Wondered about all the waste and huge amounts of chemicals used in the reported bromate oxidation of THF so SWIM decided to cut through some of the smoke and see if there wasn't a more efficient way to accomplish it. Thus, SWIM says,
Dissolve 60 grams NaBrO3 in 200 mls H2O with stirring in 2000 ml flask (high walls act as a kind of reflux mechanism. Or just set it up for reflux). Add 200 mls of a 27% solution of potassium hydrogen sulfate. Precipitation will occur, not to worry. Place the flask in a dish containing a few cups of crushed ice. This helps control the initial exothermic reaction and saves on bromine or solvent loss. Set it on the stirrer and commence stirring. Add 70 mls THF and either set up for reflux, no heat, or place a watch glass over the top, stoppering is not recommended (do say! need I mention that this is a product of trial and error people?). The next morning (16 hours) extract with 4 x 50 mls DCM. Bromine will come over with the DCM, not to fret. My feeling is that as long as you are getting bromine in the DCM washes (yellow color) you are also getting product, although yield does tend to drop off significantly after the 3rd wash. Combine the washes and remove the bromine as follows. Add about 30 mls of a 10% sodium sulfite solution and extract (about 1/20th as reported in the literature! And no bisulfate! why the hell did they include all that in the first place?). The yellow color of the bromine disappears and you have a relatively clean DCM solution of GBL, some residual THF (maybe), and traces of water and salt. Place in a warm (70oC) water bath with gentle breeze to drive off all solvents but GBL and decant or pipette from the crystalized salts (if any). Yield, approximately 20 mls water-white GBL, a little less if distilled.

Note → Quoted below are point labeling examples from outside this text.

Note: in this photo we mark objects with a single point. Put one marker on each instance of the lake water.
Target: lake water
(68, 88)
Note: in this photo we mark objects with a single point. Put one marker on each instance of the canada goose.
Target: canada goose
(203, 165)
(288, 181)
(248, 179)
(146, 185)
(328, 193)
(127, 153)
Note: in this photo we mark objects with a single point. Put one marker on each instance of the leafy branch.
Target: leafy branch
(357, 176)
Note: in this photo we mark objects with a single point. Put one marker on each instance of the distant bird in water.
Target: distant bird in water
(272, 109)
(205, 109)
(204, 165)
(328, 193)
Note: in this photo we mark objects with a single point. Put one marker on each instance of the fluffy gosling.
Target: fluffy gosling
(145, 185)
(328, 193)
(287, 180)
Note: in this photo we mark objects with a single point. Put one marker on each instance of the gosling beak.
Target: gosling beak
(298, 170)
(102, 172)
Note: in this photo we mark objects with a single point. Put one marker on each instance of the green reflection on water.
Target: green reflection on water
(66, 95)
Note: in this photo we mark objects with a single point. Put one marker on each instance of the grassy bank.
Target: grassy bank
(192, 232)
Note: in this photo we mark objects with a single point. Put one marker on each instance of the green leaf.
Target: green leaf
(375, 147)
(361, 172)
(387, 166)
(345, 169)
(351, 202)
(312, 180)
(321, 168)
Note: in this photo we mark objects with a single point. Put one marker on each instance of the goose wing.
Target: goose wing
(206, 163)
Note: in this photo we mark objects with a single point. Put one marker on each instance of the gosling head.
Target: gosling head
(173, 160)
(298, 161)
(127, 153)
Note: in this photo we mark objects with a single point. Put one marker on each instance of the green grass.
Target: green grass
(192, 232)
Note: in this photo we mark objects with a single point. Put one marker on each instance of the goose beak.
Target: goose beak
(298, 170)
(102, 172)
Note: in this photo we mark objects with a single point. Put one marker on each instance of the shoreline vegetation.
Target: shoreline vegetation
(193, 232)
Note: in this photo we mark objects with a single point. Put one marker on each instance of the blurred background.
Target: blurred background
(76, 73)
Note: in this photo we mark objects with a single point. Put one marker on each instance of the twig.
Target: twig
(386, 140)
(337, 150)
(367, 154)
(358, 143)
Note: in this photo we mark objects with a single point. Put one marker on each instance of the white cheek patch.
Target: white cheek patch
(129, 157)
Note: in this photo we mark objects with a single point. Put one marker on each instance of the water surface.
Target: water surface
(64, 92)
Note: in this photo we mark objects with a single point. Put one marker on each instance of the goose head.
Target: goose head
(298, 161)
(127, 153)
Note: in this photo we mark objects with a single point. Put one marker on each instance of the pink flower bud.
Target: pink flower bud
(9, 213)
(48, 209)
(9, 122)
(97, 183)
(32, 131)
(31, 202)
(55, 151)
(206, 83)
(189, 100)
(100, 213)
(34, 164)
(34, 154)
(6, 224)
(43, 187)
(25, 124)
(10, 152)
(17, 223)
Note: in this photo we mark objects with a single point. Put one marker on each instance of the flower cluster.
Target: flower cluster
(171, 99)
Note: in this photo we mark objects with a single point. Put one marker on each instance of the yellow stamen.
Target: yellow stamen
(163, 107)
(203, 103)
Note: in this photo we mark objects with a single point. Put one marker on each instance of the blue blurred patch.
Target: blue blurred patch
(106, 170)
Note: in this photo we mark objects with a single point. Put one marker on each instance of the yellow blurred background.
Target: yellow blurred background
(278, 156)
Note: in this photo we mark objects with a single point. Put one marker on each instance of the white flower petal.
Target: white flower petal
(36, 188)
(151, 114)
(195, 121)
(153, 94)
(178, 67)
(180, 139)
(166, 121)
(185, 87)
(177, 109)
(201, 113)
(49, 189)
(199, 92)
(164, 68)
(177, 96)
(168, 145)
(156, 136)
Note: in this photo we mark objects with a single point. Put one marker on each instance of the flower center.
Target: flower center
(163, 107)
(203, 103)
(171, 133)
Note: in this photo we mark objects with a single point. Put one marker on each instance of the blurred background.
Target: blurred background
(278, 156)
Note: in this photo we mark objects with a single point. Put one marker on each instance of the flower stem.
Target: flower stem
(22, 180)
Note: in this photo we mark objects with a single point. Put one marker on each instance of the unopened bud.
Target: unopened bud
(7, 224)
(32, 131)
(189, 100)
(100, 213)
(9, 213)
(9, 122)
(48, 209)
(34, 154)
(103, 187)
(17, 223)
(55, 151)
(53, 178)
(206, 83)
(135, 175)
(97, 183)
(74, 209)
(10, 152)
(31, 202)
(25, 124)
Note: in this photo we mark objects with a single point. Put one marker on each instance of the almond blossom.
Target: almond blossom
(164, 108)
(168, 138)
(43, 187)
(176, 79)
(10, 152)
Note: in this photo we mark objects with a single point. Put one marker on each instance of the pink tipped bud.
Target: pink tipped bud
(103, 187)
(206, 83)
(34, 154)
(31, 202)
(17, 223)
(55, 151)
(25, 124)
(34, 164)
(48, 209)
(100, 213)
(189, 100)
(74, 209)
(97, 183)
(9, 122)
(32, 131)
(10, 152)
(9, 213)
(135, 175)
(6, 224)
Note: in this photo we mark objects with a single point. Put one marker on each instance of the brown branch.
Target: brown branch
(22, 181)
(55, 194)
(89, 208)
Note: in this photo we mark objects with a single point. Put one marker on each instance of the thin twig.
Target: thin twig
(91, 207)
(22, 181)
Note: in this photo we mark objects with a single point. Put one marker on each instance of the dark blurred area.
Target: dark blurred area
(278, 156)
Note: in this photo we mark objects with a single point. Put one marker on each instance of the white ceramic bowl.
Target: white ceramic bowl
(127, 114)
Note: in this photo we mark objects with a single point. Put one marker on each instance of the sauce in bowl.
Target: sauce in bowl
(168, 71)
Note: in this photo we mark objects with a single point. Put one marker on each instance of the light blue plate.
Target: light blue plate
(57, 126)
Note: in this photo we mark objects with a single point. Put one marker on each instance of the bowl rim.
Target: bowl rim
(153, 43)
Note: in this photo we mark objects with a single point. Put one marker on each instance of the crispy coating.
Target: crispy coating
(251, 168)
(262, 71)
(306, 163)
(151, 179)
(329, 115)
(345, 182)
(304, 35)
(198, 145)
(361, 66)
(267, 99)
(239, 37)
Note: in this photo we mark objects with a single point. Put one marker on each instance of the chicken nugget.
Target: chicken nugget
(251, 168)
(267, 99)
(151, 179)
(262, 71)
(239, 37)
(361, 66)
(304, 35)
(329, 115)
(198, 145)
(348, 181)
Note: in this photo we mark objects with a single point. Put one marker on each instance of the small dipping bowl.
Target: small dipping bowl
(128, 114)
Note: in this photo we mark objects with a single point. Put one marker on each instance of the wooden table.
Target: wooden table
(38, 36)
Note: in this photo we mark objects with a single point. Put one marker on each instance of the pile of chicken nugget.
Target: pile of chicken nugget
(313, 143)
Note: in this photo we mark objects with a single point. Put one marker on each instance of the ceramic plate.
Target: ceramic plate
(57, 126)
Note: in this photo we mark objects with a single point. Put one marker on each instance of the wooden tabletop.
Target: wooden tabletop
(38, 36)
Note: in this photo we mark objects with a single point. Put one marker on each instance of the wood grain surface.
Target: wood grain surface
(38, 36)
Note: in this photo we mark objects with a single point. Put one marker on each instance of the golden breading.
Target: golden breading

Questions for you all: outside of balancing the bisulfate/bromate ratio and monitoring the kinetics, I don't believe this reaction has been optimized in the literature. What do you think the rate limiting factor happens to be? Extra THF was added and it is probable that some remained at the end of the reaction, though that's not certain- some evaporated during reaction, some was evaporated during workup and not a whole hell of a lot was converted. To carry the reaction past 16 hours caused a reduction in the yield of product according to the lit, but they were limited to equimolar quantities of THF which was eventually consumed leaving the bromine mechanism to work on the GBL, further oxidizing it to succinates and other compounds after a time. By having the THF in excess, the additional reactant should compete with the side reactions, ultimately resulting in higher yeilds of product, besides having more precursor. It did not. Let the reaction as described above continue longer? 24 hours? More? Keep adding THF incrementally, just as the bromine mechanism begins to kick in, say at 12-14 hours? What is the theoretical upper limit to yield on this reaction? Again, what is the rate limiting factor, or is there one? Is it truly an autocatalytic system? (I'm thinking bromate as the rlf, but once bromine is produced can you keep the reaction going through addition of H2O2?). I think some fine tuning of this reaction might make it an effective one indeed. Will keep you informed. Feedback appreciated.